In its own statement released on the same day the HHS report was released, HRC said HHS’s so-called peer reviewed report is similar to an earlier HHS report released in May that had a “predetermined outcome dictated by grossly uninformed political actors that have deliberately mischaracterized  health care for transgender youth despite the uniform, science backed conclusion of the American medical and mental health experts to the contrary.”

The HRC statement adds, “Trans people’s health care is delivered in age-appropriate, evidence-based ways, and decisions to provide care are made in consultation with doctors and parents, just like health care for all other people.”

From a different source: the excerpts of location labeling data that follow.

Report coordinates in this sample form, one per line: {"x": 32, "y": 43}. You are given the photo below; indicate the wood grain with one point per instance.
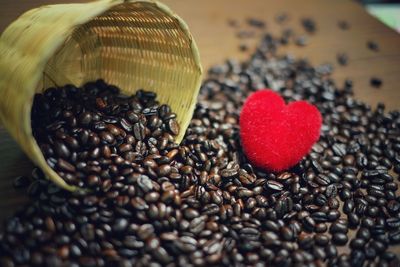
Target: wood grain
{"x": 207, "y": 20}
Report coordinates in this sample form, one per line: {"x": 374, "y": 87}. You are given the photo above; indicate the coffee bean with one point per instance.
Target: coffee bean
{"x": 85, "y": 118}
{"x": 173, "y": 126}
{"x": 339, "y": 239}
{"x": 151, "y": 202}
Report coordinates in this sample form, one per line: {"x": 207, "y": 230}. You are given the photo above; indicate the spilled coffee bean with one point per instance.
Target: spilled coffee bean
{"x": 201, "y": 203}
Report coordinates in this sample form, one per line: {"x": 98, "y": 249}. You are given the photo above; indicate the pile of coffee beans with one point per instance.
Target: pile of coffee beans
{"x": 156, "y": 203}
{"x": 93, "y": 135}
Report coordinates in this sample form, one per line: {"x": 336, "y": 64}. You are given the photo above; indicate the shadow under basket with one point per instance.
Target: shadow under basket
{"x": 131, "y": 44}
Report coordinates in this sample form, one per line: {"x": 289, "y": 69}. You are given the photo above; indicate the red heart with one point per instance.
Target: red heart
{"x": 276, "y": 136}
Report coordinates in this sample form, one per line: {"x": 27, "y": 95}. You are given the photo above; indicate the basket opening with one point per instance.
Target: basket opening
{"x": 132, "y": 45}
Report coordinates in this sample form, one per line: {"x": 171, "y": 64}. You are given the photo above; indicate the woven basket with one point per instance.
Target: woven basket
{"x": 132, "y": 44}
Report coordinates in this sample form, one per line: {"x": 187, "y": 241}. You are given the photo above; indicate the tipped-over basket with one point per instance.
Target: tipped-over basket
{"x": 132, "y": 44}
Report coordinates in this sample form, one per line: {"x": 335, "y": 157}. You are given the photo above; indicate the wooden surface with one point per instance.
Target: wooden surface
{"x": 207, "y": 20}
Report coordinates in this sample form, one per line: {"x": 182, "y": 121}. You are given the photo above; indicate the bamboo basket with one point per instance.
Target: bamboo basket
{"x": 131, "y": 44}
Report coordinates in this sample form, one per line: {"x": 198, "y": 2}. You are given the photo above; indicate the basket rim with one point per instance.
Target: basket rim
{"x": 102, "y": 6}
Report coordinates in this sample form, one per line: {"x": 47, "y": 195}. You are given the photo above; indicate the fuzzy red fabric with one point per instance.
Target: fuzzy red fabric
{"x": 276, "y": 136}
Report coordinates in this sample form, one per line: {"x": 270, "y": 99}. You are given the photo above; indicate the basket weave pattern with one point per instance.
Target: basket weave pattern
{"x": 132, "y": 44}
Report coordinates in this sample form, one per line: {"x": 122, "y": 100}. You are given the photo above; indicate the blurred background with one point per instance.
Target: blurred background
{"x": 387, "y": 11}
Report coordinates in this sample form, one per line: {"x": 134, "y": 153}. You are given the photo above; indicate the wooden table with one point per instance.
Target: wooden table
{"x": 217, "y": 41}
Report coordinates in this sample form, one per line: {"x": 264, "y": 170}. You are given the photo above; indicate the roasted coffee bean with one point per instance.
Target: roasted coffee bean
{"x": 148, "y": 201}
{"x": 339, "y": 238}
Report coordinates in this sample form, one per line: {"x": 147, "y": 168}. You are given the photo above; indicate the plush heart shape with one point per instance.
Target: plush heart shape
{"x": 276, "y": 136}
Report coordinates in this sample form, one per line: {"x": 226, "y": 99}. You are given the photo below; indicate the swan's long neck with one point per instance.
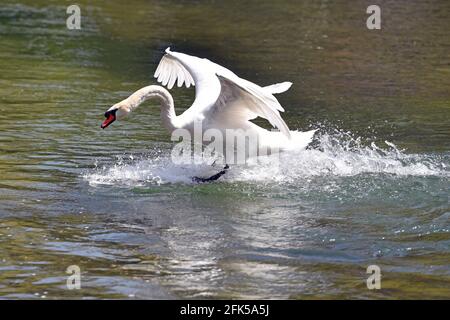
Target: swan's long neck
{"x": 168, "y": 115}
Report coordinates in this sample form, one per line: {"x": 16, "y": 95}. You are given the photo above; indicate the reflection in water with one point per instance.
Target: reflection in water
{"x": 112, "y": 203}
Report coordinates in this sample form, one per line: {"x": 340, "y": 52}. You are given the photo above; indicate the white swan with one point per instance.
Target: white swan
{"x": 222, "y": 101}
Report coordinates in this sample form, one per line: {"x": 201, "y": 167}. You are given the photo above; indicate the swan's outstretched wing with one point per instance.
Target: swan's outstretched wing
{"x": 171, "y": 70}
{"x": 182, "y": 68}
{"x": 220, "y": 92}
{"x": 242, "y": 100}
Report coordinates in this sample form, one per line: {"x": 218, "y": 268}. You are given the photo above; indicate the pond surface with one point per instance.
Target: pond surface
{"x": 373, "y": 188}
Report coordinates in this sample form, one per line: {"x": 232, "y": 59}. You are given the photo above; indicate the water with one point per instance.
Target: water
{"x": 371, "y": 189}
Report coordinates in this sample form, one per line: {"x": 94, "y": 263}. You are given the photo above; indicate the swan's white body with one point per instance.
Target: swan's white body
{"x": 222, "y": 101}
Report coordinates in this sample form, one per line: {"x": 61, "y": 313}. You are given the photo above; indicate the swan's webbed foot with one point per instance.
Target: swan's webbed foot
{"x": 213, "y": 177}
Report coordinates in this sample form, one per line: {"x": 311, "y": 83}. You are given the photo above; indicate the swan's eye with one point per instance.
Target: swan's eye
{"x": 110, "y": 118}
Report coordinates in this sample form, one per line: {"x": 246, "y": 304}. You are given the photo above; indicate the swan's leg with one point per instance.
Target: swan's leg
{"x": 212, "y": 178}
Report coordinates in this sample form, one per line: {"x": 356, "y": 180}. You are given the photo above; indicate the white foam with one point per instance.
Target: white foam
{"x": 336, "y": 154}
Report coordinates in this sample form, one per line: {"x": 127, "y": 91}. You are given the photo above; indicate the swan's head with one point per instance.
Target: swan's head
{"x": 116, "y": 112}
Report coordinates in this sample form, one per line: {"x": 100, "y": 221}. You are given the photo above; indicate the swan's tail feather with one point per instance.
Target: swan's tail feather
{"x": 278, "y": 87}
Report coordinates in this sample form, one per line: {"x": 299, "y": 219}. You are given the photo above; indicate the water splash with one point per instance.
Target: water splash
{"x": 331, "y": 154}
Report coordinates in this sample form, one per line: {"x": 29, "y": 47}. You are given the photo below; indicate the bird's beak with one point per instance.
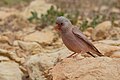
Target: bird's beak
{"x": 57, "y": 27}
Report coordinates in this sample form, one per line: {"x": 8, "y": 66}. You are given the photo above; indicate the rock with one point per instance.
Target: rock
{"x": 40, "y": 64}
{"x": 45, "y": 36}
{"x": 10, "y": 71}
{"x": 32, "y": 47}
{"x": 106, "y": 49}
{"x": 114, "y": 33}
{"x": 101, "y": 30}
{"x": 116, "y": 54}
{"x": 102, "y": 68}
{"x": 39, "y": 6}
{"x": 4, "y": 39}
{"x": 10, "y": 55}
{"x": 110, "y": 42}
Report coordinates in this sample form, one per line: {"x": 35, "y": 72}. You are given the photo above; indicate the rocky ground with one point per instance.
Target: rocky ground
{"x": 30, "y": 54}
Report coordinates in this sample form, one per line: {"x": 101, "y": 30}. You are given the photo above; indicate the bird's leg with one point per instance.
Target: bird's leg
{"x": 75, "y": 55}
{"x": 71, "y": 55}
{"x": 90, "y": 54}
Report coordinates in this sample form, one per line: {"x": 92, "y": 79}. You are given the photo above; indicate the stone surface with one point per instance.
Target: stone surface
{"x": 103, "y": 68}
{"x": 106, "y": 49}
{"x": 101, "y": 30}
{"x": 39, "y": 6}
{"x": 40, "y": 63}
{"x": 10, "y": 71}
{"x": 110, "y": 42}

In a separate statement, GLAAD CEO Sarah Kate Ellis called the HHS report a form of “discredited junk science.” She added the report makes claims that are “grossly misleading and in direct contrast to the recommendations of every leading health authority in the world … This report amounts to nothing more than forcing the same discredited idea of conversion therapy that ripped families apart and harmed gay, lesbian, and bisexual young people for decades.”

In its statement announcing the release of its report, HHS insists its own experts rather than those cited by its critics are the ones invoking true science.

“Before submitting its report for peer review, HHS commissioned the most comprehensive study to date of the scientific evidence and clinical practices surrounding the treatment of children and adolescents for ‘gender dysphoria,’” the statement continues. “The authors were drawn from disciplines and professional backgrounds spanning medicine, bioethics, psychology, and philosophy.”

In a concluding comment in the HHS statement, Assistant Secretary for Health Brian Christine says, “Our report is an urgent wake-up call to doctors and parents about the clear dangers of trying to turn girls into boys and vice versa.”